A nurse was on the line. Your wife is dying, she said. You must come to see her right away. There isn't much time left.
Tholley insisted he had no wife. But he recalled the woman he had met and thought: Could this be Fatu Turay?
By the time he got to the treatment center, her body had already been removed for burial. The baby boy was nowhere to be found. In the nurses' hands, though, was the sheet of paper with Tholley's information on it; Fatu Turay had clutched it as she lay dying, alone.

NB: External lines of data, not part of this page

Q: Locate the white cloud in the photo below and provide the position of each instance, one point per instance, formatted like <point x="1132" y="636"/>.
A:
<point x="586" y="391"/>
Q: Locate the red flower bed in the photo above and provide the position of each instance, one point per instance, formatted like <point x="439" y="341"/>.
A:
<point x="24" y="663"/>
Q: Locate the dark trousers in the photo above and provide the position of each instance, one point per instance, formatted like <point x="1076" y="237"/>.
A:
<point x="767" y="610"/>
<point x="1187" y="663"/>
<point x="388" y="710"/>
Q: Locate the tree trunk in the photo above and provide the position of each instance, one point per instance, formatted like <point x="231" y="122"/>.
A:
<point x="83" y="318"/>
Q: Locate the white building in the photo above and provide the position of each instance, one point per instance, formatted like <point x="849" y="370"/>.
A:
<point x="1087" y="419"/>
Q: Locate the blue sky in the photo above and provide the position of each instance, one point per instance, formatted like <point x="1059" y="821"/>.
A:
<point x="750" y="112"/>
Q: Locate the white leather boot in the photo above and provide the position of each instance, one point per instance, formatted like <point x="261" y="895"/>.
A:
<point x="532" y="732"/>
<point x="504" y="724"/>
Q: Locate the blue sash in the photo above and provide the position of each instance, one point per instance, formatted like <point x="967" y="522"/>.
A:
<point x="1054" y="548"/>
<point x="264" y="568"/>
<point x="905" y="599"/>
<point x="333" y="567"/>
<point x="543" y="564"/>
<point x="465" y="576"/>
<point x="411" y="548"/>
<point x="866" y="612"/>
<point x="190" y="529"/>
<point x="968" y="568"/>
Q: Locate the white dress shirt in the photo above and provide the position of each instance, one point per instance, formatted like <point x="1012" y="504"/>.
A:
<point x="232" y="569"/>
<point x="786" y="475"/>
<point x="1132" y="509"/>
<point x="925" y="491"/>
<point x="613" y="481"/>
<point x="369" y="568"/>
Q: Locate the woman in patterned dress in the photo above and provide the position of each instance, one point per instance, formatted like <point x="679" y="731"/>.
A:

The Ebola epidemic killed nearly 4,000 Sierra Leoneans and left thousands of orphans. Some were placed with other family members or with neighbors who took them in. The rush to isolate and treat the sick, though, meant many were too fearful to take in the children whose parents had succumbed to the deadly virus.
Baby Turay, now only about 2 weeks old, was brought to a hospital in the capital, free of Ebola but still fighting for his life. He had no mother to nurse him and no one had money to buy him formula. When he wailed out of hunger, the nurses would inflate empty surgical gloves and tie them shut so he could suck on the fingers for comfort.
Tholley eventually located the boy and went to see him. The nurses pleaded with him: If not you, then who will take this child? Without a parent, he will die.
Tholley was working long hours. How could he care for a sick child? And yet the little boy's fragility stuck with him even as he continued to treat other patients. The little boy's ribs protruded through his skin. His tiny feet bore scars from the harsh disinfectant used to clean the Ebola wards where he got his start in life.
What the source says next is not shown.